La travesía de ser cuerpo en el Norte

La travesía de ser cuerpo en el Norte

Reseña de “Retrato de un cuerpo” (Vinciguerra, 2023), primera novela de la escritora oranense Silvina Rufino.

27 Junio 2024

Por Mario Flores

Tres reconfiguraciones sobre uno de los grandes tópicos de la literatura del norte argentino: la infancia escolar.

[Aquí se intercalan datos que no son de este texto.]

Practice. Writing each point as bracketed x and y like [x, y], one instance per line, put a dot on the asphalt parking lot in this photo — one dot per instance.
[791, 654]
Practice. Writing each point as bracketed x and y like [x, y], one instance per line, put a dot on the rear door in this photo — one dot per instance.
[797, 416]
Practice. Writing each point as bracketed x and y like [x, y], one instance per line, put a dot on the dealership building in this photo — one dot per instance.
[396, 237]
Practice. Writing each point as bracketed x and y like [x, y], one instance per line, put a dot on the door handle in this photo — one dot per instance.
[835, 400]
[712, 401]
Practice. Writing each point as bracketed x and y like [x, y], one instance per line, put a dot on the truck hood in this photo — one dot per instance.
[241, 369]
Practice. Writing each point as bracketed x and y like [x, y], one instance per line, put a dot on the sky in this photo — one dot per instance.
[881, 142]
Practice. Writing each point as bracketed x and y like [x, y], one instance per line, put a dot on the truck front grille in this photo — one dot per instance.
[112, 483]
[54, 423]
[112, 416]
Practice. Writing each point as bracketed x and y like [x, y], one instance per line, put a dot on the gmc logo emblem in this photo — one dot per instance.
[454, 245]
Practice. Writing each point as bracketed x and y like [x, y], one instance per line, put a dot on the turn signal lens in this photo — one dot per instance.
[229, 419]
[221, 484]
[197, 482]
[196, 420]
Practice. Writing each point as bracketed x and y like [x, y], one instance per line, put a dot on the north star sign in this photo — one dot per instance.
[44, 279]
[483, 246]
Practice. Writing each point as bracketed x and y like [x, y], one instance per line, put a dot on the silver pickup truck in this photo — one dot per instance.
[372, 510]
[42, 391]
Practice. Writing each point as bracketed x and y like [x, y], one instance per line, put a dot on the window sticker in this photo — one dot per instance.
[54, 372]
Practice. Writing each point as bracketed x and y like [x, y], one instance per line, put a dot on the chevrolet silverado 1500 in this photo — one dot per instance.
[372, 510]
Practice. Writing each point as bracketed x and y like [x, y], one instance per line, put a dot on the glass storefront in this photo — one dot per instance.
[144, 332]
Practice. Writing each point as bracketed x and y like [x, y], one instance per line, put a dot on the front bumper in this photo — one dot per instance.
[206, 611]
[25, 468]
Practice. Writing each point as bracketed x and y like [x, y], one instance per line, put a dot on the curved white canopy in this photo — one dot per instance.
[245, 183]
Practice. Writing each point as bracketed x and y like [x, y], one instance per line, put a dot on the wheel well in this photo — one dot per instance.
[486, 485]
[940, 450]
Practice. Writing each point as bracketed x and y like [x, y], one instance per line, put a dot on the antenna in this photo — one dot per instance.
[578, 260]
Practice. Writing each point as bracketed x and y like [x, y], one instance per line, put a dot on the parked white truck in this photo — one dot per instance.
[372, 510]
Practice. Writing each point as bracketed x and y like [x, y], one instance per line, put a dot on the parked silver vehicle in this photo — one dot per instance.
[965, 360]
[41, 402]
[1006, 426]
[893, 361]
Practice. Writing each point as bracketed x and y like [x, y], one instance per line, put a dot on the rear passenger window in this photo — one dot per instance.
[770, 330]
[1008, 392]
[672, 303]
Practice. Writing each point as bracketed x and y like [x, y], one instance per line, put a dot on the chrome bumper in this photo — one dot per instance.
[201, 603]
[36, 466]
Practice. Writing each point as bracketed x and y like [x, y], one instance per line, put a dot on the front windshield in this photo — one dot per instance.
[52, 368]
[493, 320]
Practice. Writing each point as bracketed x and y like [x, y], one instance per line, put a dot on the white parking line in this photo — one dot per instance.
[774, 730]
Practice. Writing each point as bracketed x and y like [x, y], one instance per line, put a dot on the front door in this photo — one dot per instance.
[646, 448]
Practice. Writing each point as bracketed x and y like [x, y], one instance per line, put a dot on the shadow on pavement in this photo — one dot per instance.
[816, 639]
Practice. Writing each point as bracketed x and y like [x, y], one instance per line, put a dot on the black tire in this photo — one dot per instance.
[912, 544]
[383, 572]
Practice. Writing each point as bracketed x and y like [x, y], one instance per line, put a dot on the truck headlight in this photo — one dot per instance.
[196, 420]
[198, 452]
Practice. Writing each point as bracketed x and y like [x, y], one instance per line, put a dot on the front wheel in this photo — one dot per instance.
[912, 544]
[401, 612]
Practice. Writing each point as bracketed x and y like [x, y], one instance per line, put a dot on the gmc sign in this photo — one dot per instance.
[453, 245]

1. Lejos de reproducir, a modo de disrupción dentro de la actual aparente campaña de la nostalgia que han emprendido los diversos sectores literarios, políticos y culturales, Ana Torres -la protagonista de la primera novela de Silvina Rufino- describe los años de la supuesta inocencia como un tornado en el trópico. Desde el inicio y hasta el cuarto capítulo de la novela, todo ejercicio de remembranza estará íntimamente relacionado a un derrumbe de las grandes aproximaciones tradicionales que la literatura depara a los elementos fundacionales y primigenios del común denominador en las narrativas de la infancia: escuelas, compañeros, aventuras en pañales, abuelas y sabores. Sin embargo, Silvina Rufino (escritora oranense nacida en 1958, autora también del libro de relatos “Corazón adentro”) decide -valientemente- no arrancar su relato reproduciendo el establecimiento de un principio de identificación, sino que genera una ruptura: Ana recuerda la era de los monstruos como un monstruos más, junto a unos pocos aliados también monstruos: bizcos y gordas, putos y cornudas. “El jardín de infantes, no fue lo que se diga la etapa de la inocencia y la felicidad”, narra en su propia voz Ana el primer capítulo que, si bien opera según una secuencia biográfica, desde su infancia hasta su vida adulta, es notorio que su rítmica intimista y observaciones en un lenguaje más literario que del promedio, aparecen como dos dinámicas base a la hora de desarmar el relato costumbrista: hasta los docentes les dicen “el Bizco” y “la Gorda”, hasta los últimos resquicios del sistema -que se profetizó que propiciaría un mínimo cuidado- se oponen beligerantes ante cualquier espécimen de lo diferente y lo no hegemónico en una tarea naturalizada y promocionada por las risas que, se imagina uno en las escenografías soleadas e incómodas en las que transita Ana, funcionan como en una sitcom. La tortura medieval se considera broma inocente y los alumnos en un aula son equiparados a reclusos en un calabozo.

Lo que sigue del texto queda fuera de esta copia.